We’ve been doing [it this way] for as long as I can remember—since I was here in 2004—and we continue to do it. We’re seeing kids on projects all the time with various casting directors. We’re doing our own searches. We keep our own charts of talent that we’re tracking, always. Even if we see them in their rawest form, [if] they’re just starting out but we see potential, we track them. When we see a role that they might be right for, we’ll reach out and ask them to self-tape. They don’t have to come to L.A. I always say, “You don’t make hasty decisions with your life,” but if there’s a role that’s right and you can self-tape, take it from there. [We’ve had] actors who maybe we’ve tracked for a couple of years or more, and finally they walk in the room and it happens: They book something! We always start with the people we’re already aware of, in addition to the new people we hope to find. And, of course, we’re always talking to agents about who they represent. We talk to them on a daily basis; they’re extremely valuable. We really appreciate our relationships with the agents and the managers out there who collaborate with us. It takes a village.
What can actors expect when auditioning for you and for a Disney Channel show?
They will have a very friendly, accessible room, because I think one of the most important attributes a casting director needs is a genuine, innate love of actors. We are their advocates. There’s nothing more important—whether it’s adults or children, but particularly with young talent—than them leaving that room feeling good, and that when they’re in the room, they feel like they can talk to people. I don’t ever want it to be uncomfortable. If they have questions, we say, “What do you need to know?” We encourage conversation. And always [say], “Thanks for coming in. Great job.” Everybody deserves that.
What advice do you like to give actors, especially young ones?
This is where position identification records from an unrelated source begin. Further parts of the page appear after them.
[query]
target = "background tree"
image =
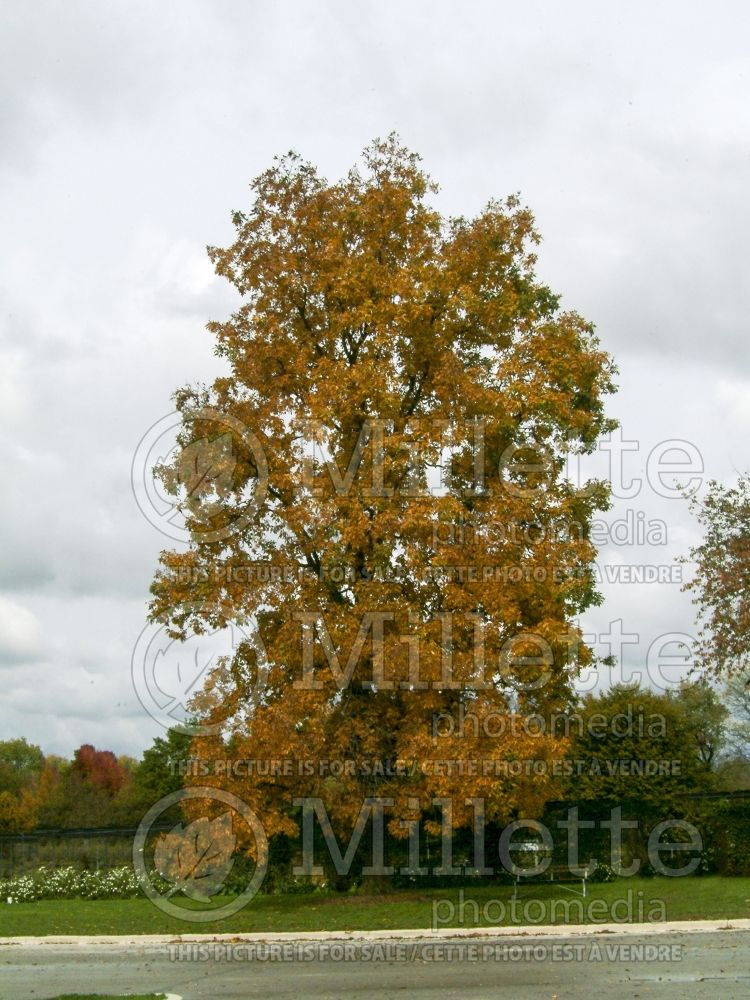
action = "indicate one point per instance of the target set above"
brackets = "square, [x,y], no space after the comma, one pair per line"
[402,342]
[619,731]
[721,584]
If you’re passionate and you want to try this, start small. Wherever you are, if you haven’t been in an acting class or you haven’t really had experience in your school’s drama department, I would encourage you to do that first and see if you love it as much as you think you’re going to. I think it’s very easy to watch television and see people and say, “Wow, I want to do that!” And yet, there’s no way for you to be aware of all that entails, for you and your family. I encourage kids and parents to start small, just like you would with anything—with sports, with music, all of that. Then, if you do it and you find that you really are competitive and you love it and this is your passion, there are easy ways to self-tape. Families don’t have to move right away. Experiment with that for a while. Maybe you get in a show where an agent sees you. Don’t feel like anything has to happen too fast. Make sure that it’s something you really love, love enough, knowing that you’ll be going to auditions after you finish school every day or maybe several days in a week, and that it’s fun. If you score something, you want to make sure that when you get there, when your dream comes true, that you’re equipped and that’s where you want to be, that you’re the happiest you can be.